Em bom português dizemos: gosto não se discute, lamenta-se (quando muito!). Mas uma crítica não é questão de gosto, mas de fundamentação teórica para não dizer filosófica, de onde ela realmente deriva.
Interessante notar também que a filosofia de bar tem sido divulgada como a filosofia brasileira e cai-se novamente em outra dicotomia: ou é o meio acadêmico que publica suas ideias e as faz circular pomposamente pelas mídias, regulando isso e aquilo como se pudéssemos ter uma filosofia normativa, apontando o dedo aqui e ali, ou o sujeito sobe na mesa com um megafone e berra os nomes dos filósofos clássicos mais importantes da cultura ocidental e faz, não um samba em Berlim, que este já nos acostumamos a ouvir, mas um funk chinês na Tailândia!
E assim, a filosofia no Brasil tem se travestido de auto-ajuda, orientação para jovens perdidos sem formação alguma apesar de terem concluido 9 anos de estudo e, às vezes, até mais, coach para líderes em potencial (encubados), para empresários, para universitários, com direito a aparições na mídia global, junto a outros pseudo intelectuais que fizeram a vida como apresentadores de amenidades na TV.
Criticar é feio, aprendemos quando criança em casa, até mesmo desviando o olhar do diferente para não apreciarmos (corre o riso de adotarmos o diverso!). Na escola, dizem o mesmo e não nos ensinam como fazer, embora a crítica não desenvolvida e a falta de espaço para expressão dela gere o bullying inevitável. Se não sei conviver com a diferença, rechaço, destruo, expulso, simples assim. E diferente é tudo, pois não existe o igual, mesmo  numa tribo. A diversidade é nossa essência e aparência.
Criticar é pecado, dizem os religiosos, mostrando travas nos olhos e dedos em riste,  proclamando o dia, a hora e os integrantes do único tribunal aceitável para a humanidade. Mas os líderes desses caudilhos se imbuem muito mais de que uma leve crítica. Como não a desenvolvem, transmutam-na em intolerância e violência. Assim, guerras santas se espalham pelo país, se não em vias de fato ainda, pelo menos nos congressos e tribunais de inquisição do Supremo e outros, estimulando e destilando raiva, ódio pelo outro.

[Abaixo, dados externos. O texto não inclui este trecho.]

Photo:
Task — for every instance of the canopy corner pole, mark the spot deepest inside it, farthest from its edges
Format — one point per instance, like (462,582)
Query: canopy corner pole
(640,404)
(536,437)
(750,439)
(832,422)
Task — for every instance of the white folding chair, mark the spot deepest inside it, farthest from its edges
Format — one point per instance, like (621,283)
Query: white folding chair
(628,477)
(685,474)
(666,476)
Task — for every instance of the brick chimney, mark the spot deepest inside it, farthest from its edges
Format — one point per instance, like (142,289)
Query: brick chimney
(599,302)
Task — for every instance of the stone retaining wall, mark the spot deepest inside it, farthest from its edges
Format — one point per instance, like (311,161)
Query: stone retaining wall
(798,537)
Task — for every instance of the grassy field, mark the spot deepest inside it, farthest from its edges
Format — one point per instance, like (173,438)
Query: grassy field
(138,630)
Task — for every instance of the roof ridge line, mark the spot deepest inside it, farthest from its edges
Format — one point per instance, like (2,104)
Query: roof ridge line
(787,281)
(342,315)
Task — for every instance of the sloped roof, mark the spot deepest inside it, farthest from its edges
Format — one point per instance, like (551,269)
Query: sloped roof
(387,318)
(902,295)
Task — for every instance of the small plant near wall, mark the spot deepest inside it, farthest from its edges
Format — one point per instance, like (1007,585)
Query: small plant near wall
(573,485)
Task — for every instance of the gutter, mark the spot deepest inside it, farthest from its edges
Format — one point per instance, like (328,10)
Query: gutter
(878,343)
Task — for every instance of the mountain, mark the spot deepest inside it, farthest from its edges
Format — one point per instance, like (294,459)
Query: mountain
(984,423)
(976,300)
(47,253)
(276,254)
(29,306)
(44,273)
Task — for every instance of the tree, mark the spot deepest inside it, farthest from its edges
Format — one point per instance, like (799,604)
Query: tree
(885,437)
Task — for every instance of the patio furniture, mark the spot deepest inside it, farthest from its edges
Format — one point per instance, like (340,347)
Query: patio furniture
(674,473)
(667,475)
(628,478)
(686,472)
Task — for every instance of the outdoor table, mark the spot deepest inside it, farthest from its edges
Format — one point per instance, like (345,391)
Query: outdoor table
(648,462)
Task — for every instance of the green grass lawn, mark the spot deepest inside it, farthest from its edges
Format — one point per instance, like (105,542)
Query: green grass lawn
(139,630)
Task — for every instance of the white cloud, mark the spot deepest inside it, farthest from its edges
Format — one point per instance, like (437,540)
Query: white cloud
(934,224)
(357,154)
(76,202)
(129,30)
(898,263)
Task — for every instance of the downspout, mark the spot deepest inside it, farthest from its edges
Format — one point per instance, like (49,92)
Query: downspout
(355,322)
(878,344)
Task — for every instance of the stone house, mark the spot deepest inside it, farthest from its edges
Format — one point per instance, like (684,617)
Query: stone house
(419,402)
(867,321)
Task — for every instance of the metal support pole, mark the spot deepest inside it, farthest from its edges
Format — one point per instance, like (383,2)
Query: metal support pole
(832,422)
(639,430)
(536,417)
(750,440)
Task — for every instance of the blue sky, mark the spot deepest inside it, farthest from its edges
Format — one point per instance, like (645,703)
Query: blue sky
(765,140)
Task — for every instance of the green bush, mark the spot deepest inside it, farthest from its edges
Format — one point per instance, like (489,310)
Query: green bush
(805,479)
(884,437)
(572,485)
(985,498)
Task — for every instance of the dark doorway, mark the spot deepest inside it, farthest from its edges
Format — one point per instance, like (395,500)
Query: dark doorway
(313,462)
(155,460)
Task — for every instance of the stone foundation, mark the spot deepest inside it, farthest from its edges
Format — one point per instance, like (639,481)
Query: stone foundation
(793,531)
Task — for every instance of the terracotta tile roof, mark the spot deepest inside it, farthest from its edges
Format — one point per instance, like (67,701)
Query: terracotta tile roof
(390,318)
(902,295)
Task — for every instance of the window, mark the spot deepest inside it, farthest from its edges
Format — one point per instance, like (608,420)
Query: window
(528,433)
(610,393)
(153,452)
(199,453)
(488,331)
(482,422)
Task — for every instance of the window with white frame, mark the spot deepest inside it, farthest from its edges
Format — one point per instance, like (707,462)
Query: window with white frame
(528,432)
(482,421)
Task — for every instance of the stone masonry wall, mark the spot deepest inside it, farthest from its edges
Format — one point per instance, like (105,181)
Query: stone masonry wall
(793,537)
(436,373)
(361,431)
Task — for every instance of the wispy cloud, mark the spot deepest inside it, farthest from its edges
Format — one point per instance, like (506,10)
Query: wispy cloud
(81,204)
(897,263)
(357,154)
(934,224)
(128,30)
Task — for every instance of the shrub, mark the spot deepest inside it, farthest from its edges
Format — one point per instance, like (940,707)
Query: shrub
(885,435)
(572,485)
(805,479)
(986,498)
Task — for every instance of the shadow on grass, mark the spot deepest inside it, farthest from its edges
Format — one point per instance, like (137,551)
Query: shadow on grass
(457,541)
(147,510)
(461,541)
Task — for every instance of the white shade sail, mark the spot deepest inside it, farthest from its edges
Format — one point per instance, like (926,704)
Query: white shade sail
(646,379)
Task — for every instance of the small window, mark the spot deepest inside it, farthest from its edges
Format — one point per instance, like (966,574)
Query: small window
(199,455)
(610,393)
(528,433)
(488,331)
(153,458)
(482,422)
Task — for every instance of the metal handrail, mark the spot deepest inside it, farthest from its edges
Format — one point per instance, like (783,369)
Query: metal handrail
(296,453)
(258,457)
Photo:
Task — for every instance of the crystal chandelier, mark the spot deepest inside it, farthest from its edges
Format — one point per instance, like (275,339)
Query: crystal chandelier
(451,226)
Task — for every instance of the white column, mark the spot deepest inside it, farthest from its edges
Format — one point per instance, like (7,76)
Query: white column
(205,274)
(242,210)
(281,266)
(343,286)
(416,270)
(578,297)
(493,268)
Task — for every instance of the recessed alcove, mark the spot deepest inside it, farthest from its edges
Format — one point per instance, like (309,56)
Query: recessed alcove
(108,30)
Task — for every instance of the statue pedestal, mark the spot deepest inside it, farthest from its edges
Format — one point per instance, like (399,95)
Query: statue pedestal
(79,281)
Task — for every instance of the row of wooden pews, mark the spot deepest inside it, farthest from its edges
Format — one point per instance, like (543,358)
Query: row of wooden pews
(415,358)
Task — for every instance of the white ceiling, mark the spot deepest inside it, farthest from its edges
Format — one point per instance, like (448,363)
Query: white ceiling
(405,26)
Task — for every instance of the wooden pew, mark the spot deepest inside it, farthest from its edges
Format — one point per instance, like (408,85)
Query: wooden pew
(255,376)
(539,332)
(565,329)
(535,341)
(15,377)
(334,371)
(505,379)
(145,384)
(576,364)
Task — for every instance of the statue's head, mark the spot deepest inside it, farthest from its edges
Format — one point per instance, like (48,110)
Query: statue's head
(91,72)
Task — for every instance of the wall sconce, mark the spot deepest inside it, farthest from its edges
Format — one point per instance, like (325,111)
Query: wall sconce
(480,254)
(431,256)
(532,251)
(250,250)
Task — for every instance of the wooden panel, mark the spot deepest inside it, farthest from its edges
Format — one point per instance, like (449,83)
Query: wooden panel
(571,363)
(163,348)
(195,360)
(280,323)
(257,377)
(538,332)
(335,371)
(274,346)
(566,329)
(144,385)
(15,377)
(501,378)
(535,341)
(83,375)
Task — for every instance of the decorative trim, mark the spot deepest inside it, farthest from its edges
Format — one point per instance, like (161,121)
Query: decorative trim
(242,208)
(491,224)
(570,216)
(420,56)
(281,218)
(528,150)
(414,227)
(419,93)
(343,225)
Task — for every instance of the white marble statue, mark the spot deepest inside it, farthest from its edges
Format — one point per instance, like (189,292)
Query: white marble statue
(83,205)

Criticar é negativo, apregoam os positivistas (não de Comte, mas dos seguidores do pensamento positivo), mestres de autoajuda, pseudo gurus e espiritualistas, pensadores da Nova Era (que até agora não mostrou nada de novo), banindo até a palavra do vocabulário comum das pessoas e incentivando uma aceitação de tudo unilateral e univocamente, que se expressa somente no que é menos (o vocábulo mais provavelmente foi banido junto com o termo crítica).
Enfim, quem tem medo de crítica? Os poderosos, os que estão no controle das massas, os que tiram proveito disso? Não. Todos, já que o grande intelectual, pensador e crítico Foucault evidenciou em seus trabalhos - o poder se estende pelas microvias economicamente e controla o incontrolável, sem esforço e sem despesas para o Estado. Está aí, no "meio da encruzilhada e do redemoinho."
Assim, temos um quadro do medo que cresce virando terror no país. E como filhos e descendentes de lusitanos que somos, conseguimos piorar as coisas e exageramos um pouco mais, destruindo toda e possível Ética e a até a boa educação - só ver em estádios e  videozinhos postados a baixaria com que se expressa a nata "intelectualóide" da classe média, desrespeitando o princípio básico da civilidade e da democracia.
Eu, que não tenho medo nem me amarro em jogos de consessão, mantenho a crítica afiada, embasada na boa Filosofia, especialmente na Retórica, na Poética e na Ética ao longo desses 2000 anos.